Back to the decision boundary#
For each of the red points, let’s just find its nearest neighbor, and use that as the predicted class for each point. Note that we don’t need the White Blood Cell count variable for now, so we will drop it. Executing the next function takes a little while, because it is doing the classification operation we described above.
c = classify_grid(std_data.drop('White Blood Cell Count', axis=1),
test_grid, 1)
The content of c
is just a bunch of predictions (one for each of the red dots). That becomes the Class
variable of test_grid
, and this next code just adds a status
variable that corresponds with the way we’ve been using that variable for our main data set (i.e. is CKD
if Class
is one; it is CKD free
if Class
is zero).
test_grid["Class"] = c
test_grid.loc[test_grid['Class']== 1,'status'] = 'CKD'
test_grid.loc[test_grid['Class']== 0,'status'] = 'CKD free'
We have what we need for the plot. We first put on the test_grid
set, but using a (slightly washed out) version of the colors we used above. We will also put the actual points on the figure.

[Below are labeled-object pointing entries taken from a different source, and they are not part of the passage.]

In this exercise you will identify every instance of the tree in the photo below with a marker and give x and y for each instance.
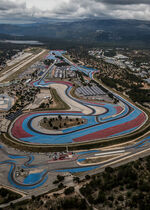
(69, 190)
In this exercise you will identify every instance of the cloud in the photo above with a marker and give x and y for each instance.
(33, 10)
(124, 2)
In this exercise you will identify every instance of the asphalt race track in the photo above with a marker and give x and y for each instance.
(103, 120)
(117, 119)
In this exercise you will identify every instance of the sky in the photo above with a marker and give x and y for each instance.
(28, 11)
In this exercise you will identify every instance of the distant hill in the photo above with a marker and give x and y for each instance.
(114, 32)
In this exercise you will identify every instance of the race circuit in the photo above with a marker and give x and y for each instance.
(103, 120)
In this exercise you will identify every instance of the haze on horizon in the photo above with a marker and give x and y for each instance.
(28, 11)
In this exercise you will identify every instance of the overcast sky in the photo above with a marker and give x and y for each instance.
(13, 11)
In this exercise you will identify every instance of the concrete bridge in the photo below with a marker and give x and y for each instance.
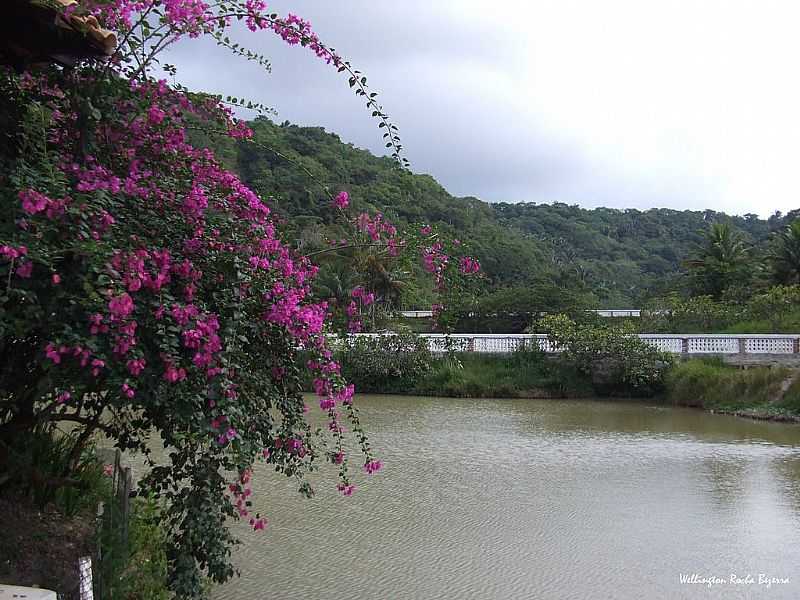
(734, 348)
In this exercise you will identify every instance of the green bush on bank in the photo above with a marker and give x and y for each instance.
(385, 364)
(713, 385)
(137, 568)
(525, 373)
(615, 360)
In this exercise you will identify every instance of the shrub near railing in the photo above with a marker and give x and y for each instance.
(617, 361)
(386, 363)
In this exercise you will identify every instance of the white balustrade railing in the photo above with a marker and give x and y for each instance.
(764, 344)
(602, 312)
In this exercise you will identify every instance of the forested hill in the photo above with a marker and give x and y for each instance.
(614, 257)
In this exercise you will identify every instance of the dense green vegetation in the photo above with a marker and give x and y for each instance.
(761, 392)
(551, 257)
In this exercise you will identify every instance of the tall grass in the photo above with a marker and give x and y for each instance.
(711, 384)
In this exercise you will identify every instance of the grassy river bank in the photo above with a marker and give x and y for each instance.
(759, 392)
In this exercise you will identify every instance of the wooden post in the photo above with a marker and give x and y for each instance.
(85, 578)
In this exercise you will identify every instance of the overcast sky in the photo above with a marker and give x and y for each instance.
(620, 103)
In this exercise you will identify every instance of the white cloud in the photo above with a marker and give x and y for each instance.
(626, 103)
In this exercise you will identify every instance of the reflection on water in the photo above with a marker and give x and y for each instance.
(537, 499)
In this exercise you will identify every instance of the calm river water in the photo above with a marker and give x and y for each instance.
(518, 499)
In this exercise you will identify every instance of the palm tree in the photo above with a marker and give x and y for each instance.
(719, 262)
(785, 255)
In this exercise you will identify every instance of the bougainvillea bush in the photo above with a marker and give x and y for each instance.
(147, 293)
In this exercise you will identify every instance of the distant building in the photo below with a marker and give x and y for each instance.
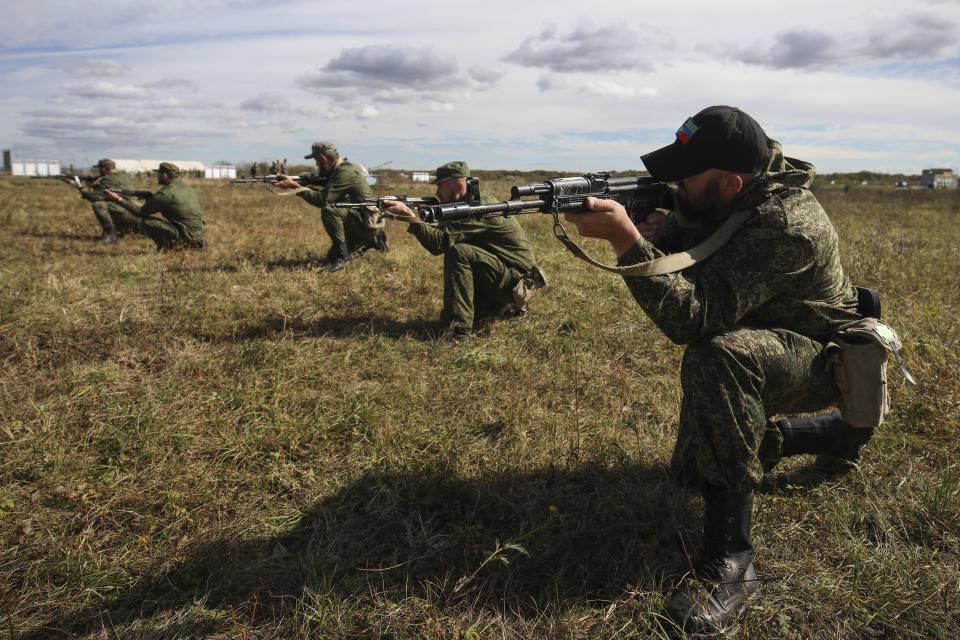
(146, 166)
(939, 178)
(17, 166)
(220, 172)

plt.scatter(test_grid['Hemoglobin'], test_grid['Glucose'],
color = test_grid['status'].map(colors), alpha=0.4, s=30)
plt.scatter(std_status['Hemoglobin'], std_status['Glucose'],
color= std_status['status'].map(colors), edgecolor='k')
plt.xlim(-2, 2)
plt.ylim(-2, 2);
plt.show()
The decision boundary here is very clear: it snakes round the yellow points from bottom left up to top right. Where the color changes, our prediction changes for a patient. As we read from left to right on the \(x\)-axis, for a given \(y\)-axis value, the color mostly only changes once: we go blue to yellow, and then we stay yellow (though this is not true around 0.75 on vertical Glucose axes).
A tougher example#
Here is a tougher example: let’s use White Blood Cell Count
instead of Hemoglobin.
plt.scatter(std_status['White Blood Cell Count'],
std_status['Glucose'], color= std_status['status'].map(colors),
edgecolor='k')
plt.legend(handles=[gold_patch, blue_patch])

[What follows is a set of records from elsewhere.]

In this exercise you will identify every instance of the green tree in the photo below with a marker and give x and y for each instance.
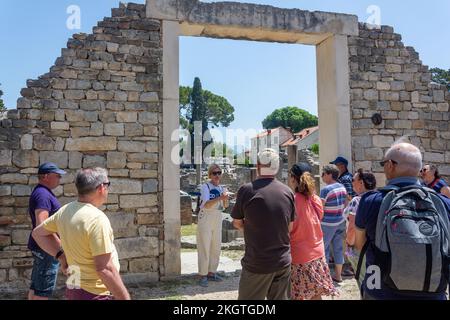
(441, 76)
(226, 151)
(2, 105)
(197, 104)
(290, 117)
(314, 148)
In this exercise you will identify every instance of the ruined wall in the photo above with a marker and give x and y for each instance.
(98, 106)
(388, 78)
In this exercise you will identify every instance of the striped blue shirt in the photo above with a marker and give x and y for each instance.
(334, 195)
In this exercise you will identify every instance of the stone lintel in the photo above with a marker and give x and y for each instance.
(251, 22)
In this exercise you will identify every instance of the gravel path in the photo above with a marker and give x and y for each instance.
(186, 287)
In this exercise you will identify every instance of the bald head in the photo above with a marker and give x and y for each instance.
(408, 157)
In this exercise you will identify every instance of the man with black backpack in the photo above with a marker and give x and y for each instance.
(403, 229)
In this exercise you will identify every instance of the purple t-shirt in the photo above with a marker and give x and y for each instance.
(41, 198)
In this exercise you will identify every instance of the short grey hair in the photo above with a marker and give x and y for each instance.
(271, 160)
(88, 180)
(408, 156)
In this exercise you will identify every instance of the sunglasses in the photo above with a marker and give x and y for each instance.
(382, 163)
(106, 184)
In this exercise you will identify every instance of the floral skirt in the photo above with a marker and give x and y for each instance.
(311, 279)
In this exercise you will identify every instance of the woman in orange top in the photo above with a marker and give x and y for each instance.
(310, 276)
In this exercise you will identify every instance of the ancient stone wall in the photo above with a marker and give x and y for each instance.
(98, 106)
(388, 78)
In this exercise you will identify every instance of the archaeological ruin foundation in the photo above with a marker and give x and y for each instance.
(111, 100)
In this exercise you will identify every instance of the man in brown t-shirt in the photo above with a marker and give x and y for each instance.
(265, 210)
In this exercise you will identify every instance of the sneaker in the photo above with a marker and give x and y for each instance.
(215, 277)
(203, 282)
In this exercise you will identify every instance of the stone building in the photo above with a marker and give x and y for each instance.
(110, 100)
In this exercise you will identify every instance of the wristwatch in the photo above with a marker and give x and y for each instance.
(59, 254)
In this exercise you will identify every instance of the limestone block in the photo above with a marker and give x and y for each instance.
(91, 144)
(21, 190)
(150, 186)
(112, 47)
(144, 265)
(120, 96)
(123, 225)
(61, 159)
(434, 157)
(370, 95)
(373, 154)
(25, 158)
(152, 146)
(92, 161)
(134, 165)
(389, 96)
(68, 104)
(442, 107)
(149, 97)
(75, 160)
(397, 85)
(148, 118)
(137, 201)
(79, 84)
(96, 129)
(125, 186)
(74, 94)
(383, 86)
(151, 131)
(5, 158)
(131, 86)
(114, 129)
(131, 146)
(134, 130)
(383, 141)
(120, 173)
(114, 106)
(143, 174)
(126, 117)
(143, 157)
(148, 219)
(5, 190)
(74, 115)
(59, 125)
(14, 178)
(92, 105)
(116, 160)
(137, 247)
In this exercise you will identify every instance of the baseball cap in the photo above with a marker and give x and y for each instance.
(50, 167)
(300, 168)
(340, 160)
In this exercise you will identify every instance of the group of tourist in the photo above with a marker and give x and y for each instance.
(76, 237)
(293, 236)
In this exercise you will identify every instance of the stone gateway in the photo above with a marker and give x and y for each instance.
(110, 99)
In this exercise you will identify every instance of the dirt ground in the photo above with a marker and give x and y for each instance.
(187, 288)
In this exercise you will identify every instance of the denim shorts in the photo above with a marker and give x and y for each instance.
(44, 273)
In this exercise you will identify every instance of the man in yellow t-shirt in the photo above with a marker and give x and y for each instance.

plt.xlabel('White Blood Cell Count')
plt.ylabel("Glucose")
plt.grid()
plt.show()
In the bottom left of the plot, we can clearly see some blue dots (CKD) among the yellow ones (CKD free). To see the issue in starker relief, let’s enlarge the “problem” area and place a new patient (in red):
plt.scatter(std_status['White Blood Cell Count'],
std_status['Glucose'], color= std_status['status'].map(colors),
edgecolor='k')
plt.legend(handles=[gold_patch, blue_patch])
plt.xlabel('White Blood Cell Count')
plt.ylabel("Glucose")
plt.xlim(-1,1.5)
plt.ylim(-1,1)
new_patient = np.array([-0.02,-0.26])
plt.scatter(new_patient[0], new_patient[1], s=100,
color="red",ec="black")
plt.grid()
plt.show()
The “problem” here is that our new patient (in red) is closest to a blue point, and thus we predict CKD for them. But they are in a space where, generally speaking, CKD is rare. So our prediction is “unlucky” in some sense. Our main point is that using only a single nearest neighbor may be misleading.
k-Nearest Neighbors#
To reiterate: the (single) nearest point here was blue (meaning CKD), but that was potentially misleading, because there were many more yellow points (meaning CKD free).
What we might do instead is look at the \(k\) nearest neighbors, where \(k=3\) or some other odd number. We then take a vote of those \(k\) nearest neighbors, and whichever is the majority class is our prediction. This method is called k Nearest Neighbors or kNN.
Looking back at our problem case, the patient’s three nearest neighbors are two CKD-free patients (yellow), and one with CKD (blue). The majority vote is CKD-free, and that becomes our prediction.
Generally speaking we like to use a \(k\) that is odd and relatively small. \(k\) must be odd to ensure our votes doesn’t lead to ties – and thus an ambiguous prediction. And we prefer \(k\) to be small to avoid “smoothing” too much. To see the problem, suppose we picked \(k=n\): that is, we just the number of nearest neighbors equal to the size of our data. This means that every new patient’s predicted outcome is just a majority vote of all the current data points. But this will not change, no matter where the new patient is in terms of attributes. And that does not seem like a helpful classifier.